Based on this database, 23 machine learning models were built, ranging from predicting burglaries to assessing the risk of becoming a victim of domestic violence. However, it was the models for child protection that failed. In addition to police and social data, they included anonymized information on 1,000 children who had been victims of crimes, sourced from the charity Barnardo's. The algorithms considered a child's status as needing help, chronic school absences, and mental health issues.

Ethical Collapse and the "Black Box"

As early as 2016, the police ethics committee warned of the risk of algorithmic bias, but its recommendations were ignored. Later, the independent consulting organization Social Finance delivered a damning assessment: the risk scoring was called the weakest link of the project. It turned out that the quality of the models sharply deteriorated when the police tried to scale the system to the entire region but failed to agree on data sharing with all local councils. As a result, the algorithms lost critically important social indicators and began to rely primarily on police data.

Employees of Bristol's city services openly complained that the system put the most vulnerable at risk. One worker described an egregious case: children who had recently become victims of crimes received a lower risk score than individuals involved in theft cases. Others refused to rely on the assessments due to the complete opacity of the methodology. An audit conducted by the company Eticas at the request of journalists confirmed the worst fears: most models had critically low positive predictive accuracy. For example, the model for identifying potential burglars showed an accuracy below 10% for over three years, meaning the system erroneously "stigmatized" more than 90% of people.

Lessons for PoliceAI

This incident is a grim omen ahead of the launch of the national PoliceAI center with a budget of £75 million. Ironically, the center is headed by former Avon and Somerset Police Chief Constable Andy Marsh, under whose leadership these controversial models were developed.
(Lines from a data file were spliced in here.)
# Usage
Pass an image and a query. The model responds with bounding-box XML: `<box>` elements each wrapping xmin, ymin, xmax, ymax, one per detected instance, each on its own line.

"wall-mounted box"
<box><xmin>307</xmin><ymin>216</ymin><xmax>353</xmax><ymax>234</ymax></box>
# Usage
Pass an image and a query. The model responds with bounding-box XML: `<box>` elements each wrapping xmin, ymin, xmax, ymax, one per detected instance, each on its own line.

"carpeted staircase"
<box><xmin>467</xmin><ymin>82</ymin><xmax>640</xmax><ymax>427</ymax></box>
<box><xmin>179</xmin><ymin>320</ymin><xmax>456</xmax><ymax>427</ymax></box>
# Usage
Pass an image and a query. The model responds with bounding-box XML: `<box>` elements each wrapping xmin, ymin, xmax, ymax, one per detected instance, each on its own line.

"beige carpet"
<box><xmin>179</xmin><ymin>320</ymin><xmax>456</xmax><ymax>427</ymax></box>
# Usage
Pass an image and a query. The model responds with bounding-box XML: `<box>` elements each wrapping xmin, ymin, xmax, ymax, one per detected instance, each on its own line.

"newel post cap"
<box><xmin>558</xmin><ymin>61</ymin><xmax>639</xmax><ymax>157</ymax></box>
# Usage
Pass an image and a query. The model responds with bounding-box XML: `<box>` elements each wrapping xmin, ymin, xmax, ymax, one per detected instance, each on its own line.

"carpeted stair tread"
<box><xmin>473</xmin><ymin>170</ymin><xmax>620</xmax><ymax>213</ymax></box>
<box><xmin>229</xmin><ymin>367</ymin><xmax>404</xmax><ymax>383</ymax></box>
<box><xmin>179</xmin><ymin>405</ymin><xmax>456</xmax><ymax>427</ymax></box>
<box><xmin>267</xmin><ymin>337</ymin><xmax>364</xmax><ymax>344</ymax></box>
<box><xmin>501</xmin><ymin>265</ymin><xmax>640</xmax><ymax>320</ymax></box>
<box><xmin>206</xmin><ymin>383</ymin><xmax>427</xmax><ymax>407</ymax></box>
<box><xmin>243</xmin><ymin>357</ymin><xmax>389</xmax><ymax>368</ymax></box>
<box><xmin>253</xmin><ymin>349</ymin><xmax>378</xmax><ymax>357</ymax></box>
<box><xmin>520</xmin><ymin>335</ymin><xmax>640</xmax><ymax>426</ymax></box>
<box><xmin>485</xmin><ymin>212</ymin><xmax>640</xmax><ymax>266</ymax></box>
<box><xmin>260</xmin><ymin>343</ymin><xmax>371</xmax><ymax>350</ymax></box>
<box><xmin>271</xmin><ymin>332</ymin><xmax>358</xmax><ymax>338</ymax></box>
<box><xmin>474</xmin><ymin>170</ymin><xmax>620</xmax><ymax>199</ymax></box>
The Bristol case clearly demonstrates that the main danger of AI in law enforcement is not the algorithms themselves, but the "garbage" at the input: poor-quality data, lack of transparency, and the impossibility of independent verification.

Expert opinion: The Bristol story is a classic example of how blind faith in technology, without proper control over data quality and ethical standards, leads to the opposite effect. A system designed to protect children itself became a source of injustice and distrust. If PoliceAI does not learn this lesson, millions of pounds of taxpayers' money risk being spent on creating an even larger and more dangerous "black box."